On March 27 Apple sent out an email to customers who had made IAPs, highlighting the company’s parental controls and saying that it has "improved controls for parents so they can better manage their children's purchases, or restrict them entirely," and "in some cases" will offer refunds.

F2P children's games represent a new intersection of business and ethics worth an enormous amount of money, one in which the target market is comprised of the youngest and most vulnerable members of society.

The demographics for individual apps are either untracked or unknown. The absence of objective external data, in the form of academic and social research, is crippling. Developers and platform holders simply don't want to talk about it.

"If you think these games are the peak of what software can offer children then you are sadly mistaken," Jeffery says. "There are concerns ... that the paid market is declining. But it's up to individual developers not to make products that are intentionally designed to cheat children out of money. That's just awful."

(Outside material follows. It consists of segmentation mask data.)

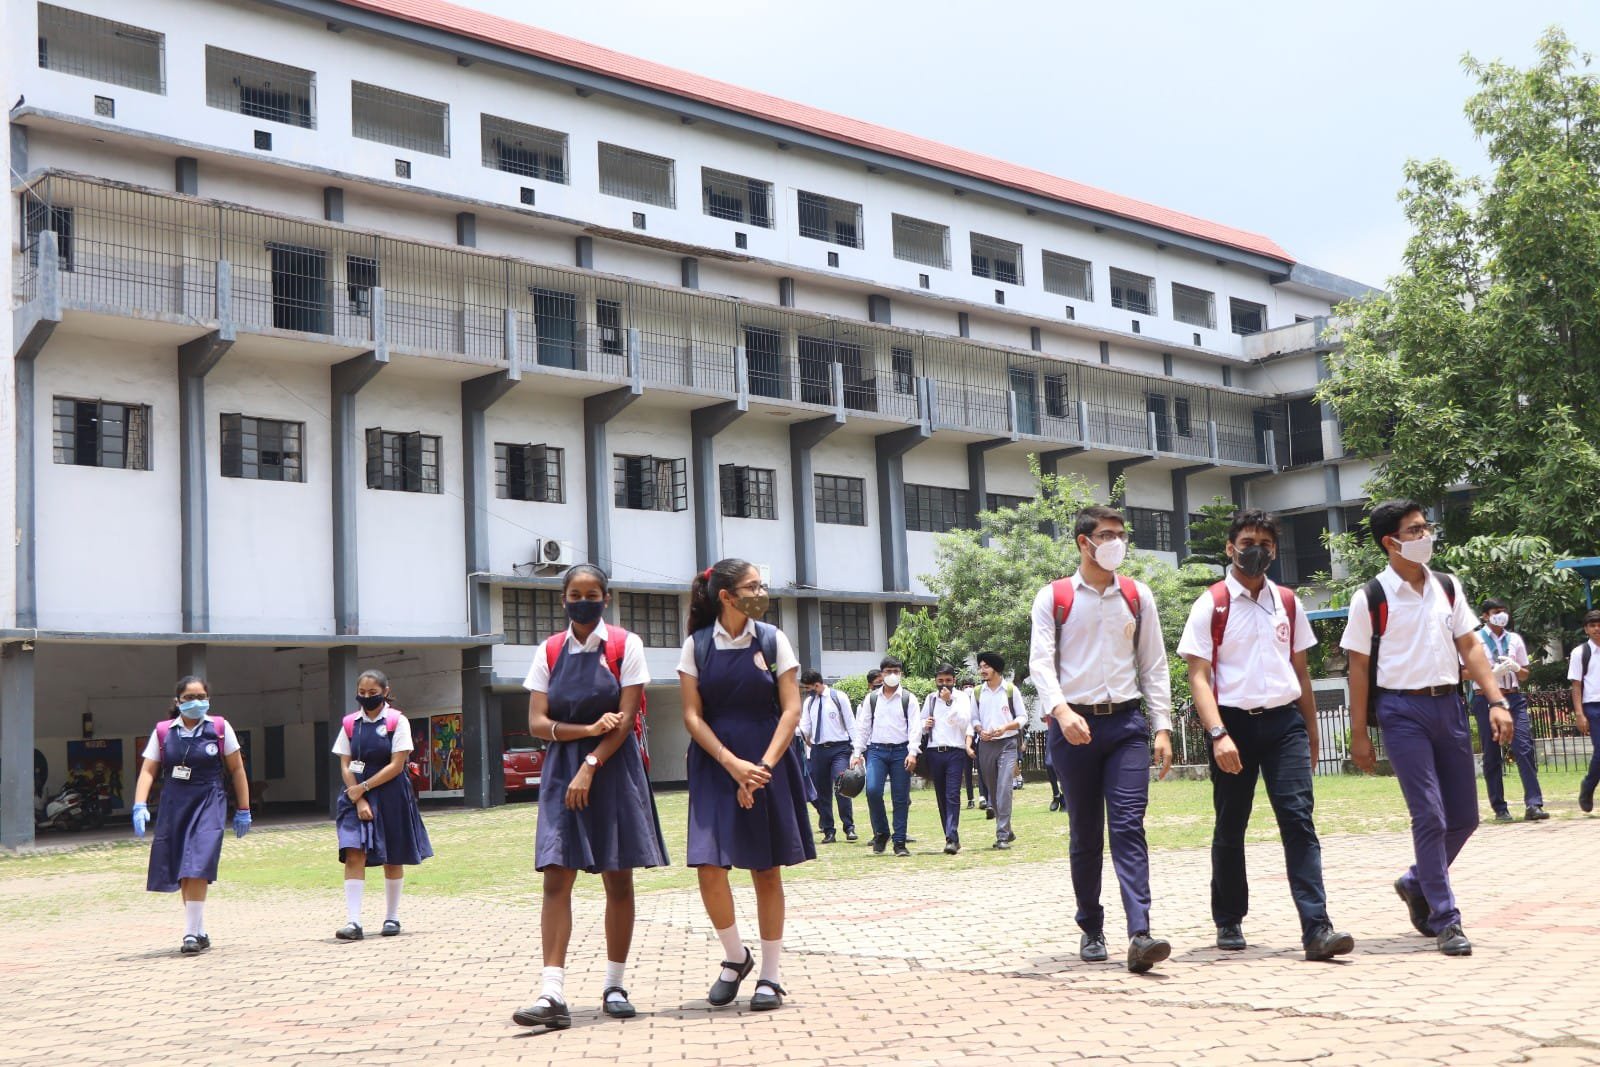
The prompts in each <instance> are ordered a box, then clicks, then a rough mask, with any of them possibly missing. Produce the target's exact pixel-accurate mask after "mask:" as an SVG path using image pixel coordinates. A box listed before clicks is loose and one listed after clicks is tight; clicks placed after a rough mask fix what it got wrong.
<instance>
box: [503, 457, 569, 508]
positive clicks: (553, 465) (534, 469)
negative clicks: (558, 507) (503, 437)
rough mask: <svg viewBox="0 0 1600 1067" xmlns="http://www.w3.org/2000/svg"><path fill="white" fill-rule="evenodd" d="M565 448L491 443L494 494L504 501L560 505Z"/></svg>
mask: <svg viewBox="0 0 1600 1067" xmlns="http://www.w3.org/2000/svg"><path fill="white" fill-rule="evenodd" d="M563 461H565V450H562V448H552V446H550V445H506V443H504V442H494V496H498V498H501V499H506V501H538V502H539V504H560V502H562V501H563V493H562V466H563Z"/></svg>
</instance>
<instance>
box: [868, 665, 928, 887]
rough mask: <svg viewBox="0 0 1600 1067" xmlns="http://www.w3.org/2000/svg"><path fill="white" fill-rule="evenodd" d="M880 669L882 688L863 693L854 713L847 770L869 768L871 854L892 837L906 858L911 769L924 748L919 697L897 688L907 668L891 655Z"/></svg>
mask: <svg viewBox="0 0 1600 1067" xmlns="http://www.w3.org/2000/svg"><path fill="white" fill-rule="evenodd" d="M878 667H880V670H882V672H883V688H880V689H874V691H870V693H867V699H864V701H862V702H861V707H859V709H858V710H856V736H854V744H853V752H851V757H850V766H861V765H866V768H867V814H869V816H872V851H874V853H877V854H880V856H882V854H883V846H885V845H888V843H890V837H891V835H893V838H894V854H896V856H910V849H909V848H906V816H907V814H909V813H910V769H912V768H914V766H915V765H917V752H918V750H920V749H922V720H920V718H918V717H917V697H915V696H912V694H910V693H907V691H906V689H904V688H901V680H902V678H904V677H906V664H902V662H901V661H899V659H898V657H894V656H885V657H883V662H882V664H878ZM885 781H888V784H890V797H891V800H893V801H894V827H893V832H891V830H890V819H888V814H886V813H885V811H883V782H885Z"/></svg>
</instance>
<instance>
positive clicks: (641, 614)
mask: <svg viewBox="0 0 1600 1067" xmlns="http://www.w3.org/2000/svg"><path fill="white" fill-rule="evenodd" d="M622 629H624V630H629V632H632V633H638V640H640V641H643V645H645V648H677V646H678V645H682V643H683V622H682V621H680V619H678V598H677V597H674V595H672V593H622Z"/></svg>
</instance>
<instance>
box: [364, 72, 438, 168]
mask: <svg viewBox="0 0 1600 1067" xmlns="http://www.w3.org/2000/svg"><path fill="white" fill-rule="evenodd" d="M350 133H352V134H355V136H357V138H360V139H362V141H376V142H378V144H392V146H395V147H397V149H411V150H414V152H427V154H429V155H450V104H443V102H440V101H430V99H426V98H422V96H411V94H410V93H397V91H395V90H386V88H382V86H379V85H368V83H365V82H352V83H350Z"/></svg>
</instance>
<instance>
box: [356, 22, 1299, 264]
mask: <svg viewBox="0 0 1600 1067" xmlns="http://www.w3.org/2000/svg"><path fill="white" fill-rule="evenodd" d="M342 3H346V5H347V6H352V8H362V10H366V11H376V13H379V14H387V16H392V18H397V19H403V21H406V22H416V24H419V26H430V27H434V29H440V30H445V32H450V34H458V35H461V37H470V38H474V40H480V42H486V43H490V45H501V46H504V48H510V50H514V51H520V53H525V54H530V56H538V58H541V59H549V61H552V62H558V64H562V66H566V67H576V69H581V70H592V72H595V74H603V75H608V77H613V78H619V80H622V82H632V83H635V85H643V86H648V88H653V90H659V91H664V93H670V94H674V96H683V98H686V99H693V101H701V102H706V104H712V106H715V107H723V109H728V110H734V112H741V114H746V115H752V117H755V118H765V120H768V122H774V123H781V125H784V126H790V128H794V130H803V131H806V133H814V134H818V136H822V138H827V139H830V141H842V142H845V144H854V146H858V147H864V149H872V150H877V152H885V154H888V155H898V157H901V158H906V160H914V162H917V163H926V165H930V166H938V168H941V170H947V171H952V173H958V174H966V176H970V178H978V179H982V181H990V182H995V184H998V186H1008V187H1011V189H1019V190H1022V192H1030V194H1037V195H1040V197H1048V198H1051V200H1061V202H1064V203H1072V205H1078V206H1083V208H1093V210H1096V211H1104V213H1107V214H1115V216H1120V218H1125V219H1134V221H1138V222H1146V224H1150V226H1158V227H1162V229H1166V230H1173V232H1176V234H1187V235H1189V237H1197V238H1200V240H1206V242H1214V243H1218V245H1227V246H1229V248H1238V250H1242V251H1248V253H1256V254H1259V256H1267V258H1269V259H1278V261H1283V262H1294V259H1293V258H1291V256H1290V254H1288V253H1286V251H1283V248H1280V246H1278V245H1277V242H1274V240H1270V238H1267V237H1262V235H1261V234H1251V232H1248V230H1237V229H1234V227H1230V226H1222V224H1219V222H1210V221H1206V219H1197V218H1195V216H1192V214H1184V213H1181V211H1171V210H1168V208H1162V206H1157V205H1152V203H1144V202H1142V200H1133V198H1131V197H1122V195H1117V194H1114V192H1106V190H1104V189H1094V187H1093V186H1085V184H1080V182H1075V181H1067V179H1066V178H1056V176H1054V174H1046V173H1043V171H1035V170H1032V168H1027V166H1018V165H1016V163H1006V162H1003V160H995V158H990V157H987V155H978V154H976V152H966V150H963V149H952V147H950V146H946V144H939V142H938V141H928V139H926V138H917V136H912V134H909V133H899V131H896V130H888V128H885V126H875V125H872V123H869V122H861V120H859V118H848V117H845V115H835V114H832V112H826V110H822V109H819V107H808V106H805V104H795V102H794V101H786V99H781V98H778V96H768V94H766V93H755V91H752V90H746V88H739V86H738V85H728V83H726V82H718V80H715V78H707V77H701V75H698V74H688V72H686V70H678V69H675V67H669V66H664V64H659V62H651V61H648V59H640V58H637V56H627V54H624V53H619V51H613V50H610V48H602V46H598V45H590V43H587V42H581V40H576V38H573V37H565V35H562V34H552V32H550V30H542V29H538V27H534V26H526V24H523V22H514V21H510V19H506V18H501V16H496V14H486V13H483V11H474V10H470V8H464V6H459V5H454V3H445V2H443V0H342Z"/></svg>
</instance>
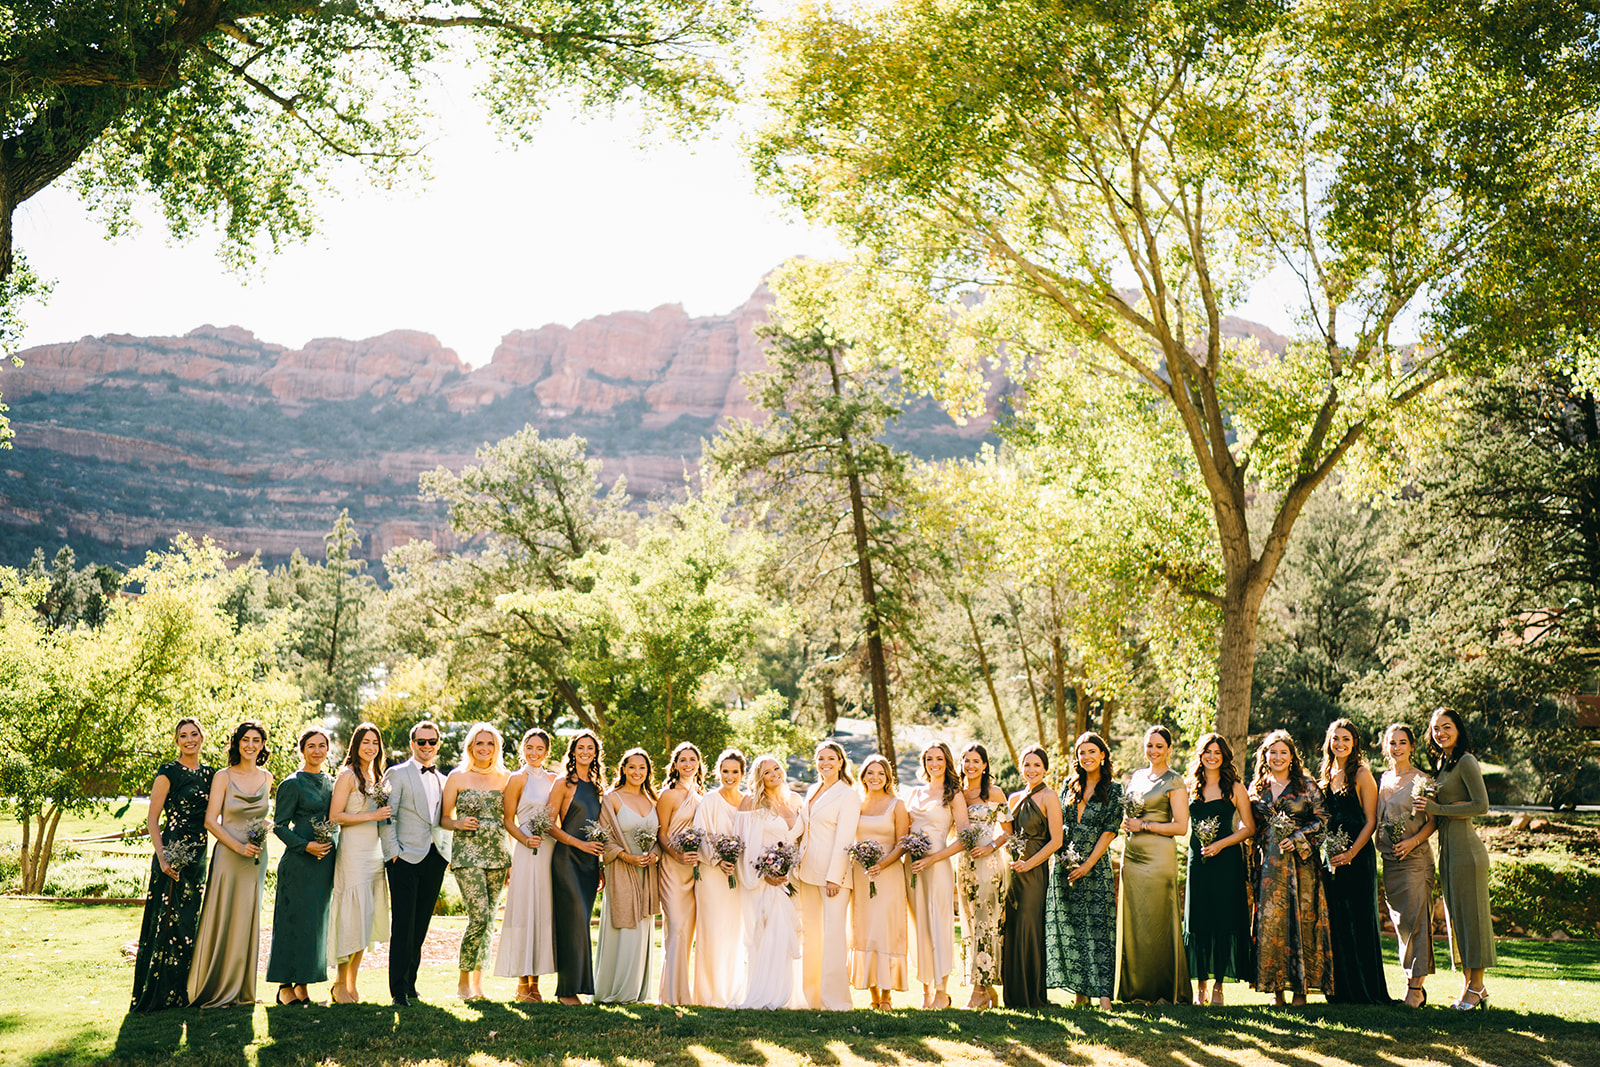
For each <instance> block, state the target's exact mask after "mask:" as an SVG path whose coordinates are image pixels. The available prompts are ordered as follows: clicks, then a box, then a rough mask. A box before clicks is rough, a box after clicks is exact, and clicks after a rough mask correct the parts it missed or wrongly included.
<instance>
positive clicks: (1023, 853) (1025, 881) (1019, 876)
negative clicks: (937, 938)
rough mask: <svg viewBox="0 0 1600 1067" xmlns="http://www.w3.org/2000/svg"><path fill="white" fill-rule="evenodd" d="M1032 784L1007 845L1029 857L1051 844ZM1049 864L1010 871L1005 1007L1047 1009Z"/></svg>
mask: <svg viewBox="0 0 1600 1067" xmlns="http://www.w3.org/2000/svg"><path fill="white" fill-rule="evenodd" d="M1038 789H1043V787H1035V789H1034V790H1030V792H1029V795H1027V797H1024V798H1022V800H1021V801H1018V805H1016V809H1014V811H1013V813H1011V848H1013V853H1014V854H1016V856H1018V857H1019V859H1029V857H1030V856H1032V854H1034V853H1037V851H1038V849H1042V848H1043V846H1045V845H1048V843H1050V819H1048V817H1046V816H1045V811H1043V808H1040V806H1038V803H1037V801H1035V800H1034V793H1037V792H1038ZM1048 889H1050V864H1040V865H1038V867H1034V869H1032V870H1029V872H1024V873H1013V875H1011V889H1010V891H1008V893H1006V897H1005V933H1003V934H1002V942H1000V982H1002V985H1003V987H1005V989H1003V990H1002V995H1003V998H1005V1006H1006V1008H1048V1006H1050V990H1048V987H1046V985H1045V894H1046V893H1048Z"/></svg>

"It's not like I'm an outsider complaining," Shokrizade says. "I'm an insider. I work for one of the top companies in the industry. I'm not giving advice that's fantastical. I'm giving advice that I think would help the income of these companies, including Apple.

"Right now F2P on [these devices] is dominated by a mindset where it's all about tricking the consumer. And right now the most gullible consumers available are small children, or any children. And as long as there's no protection for that consumer group, it's the wild, Wild West."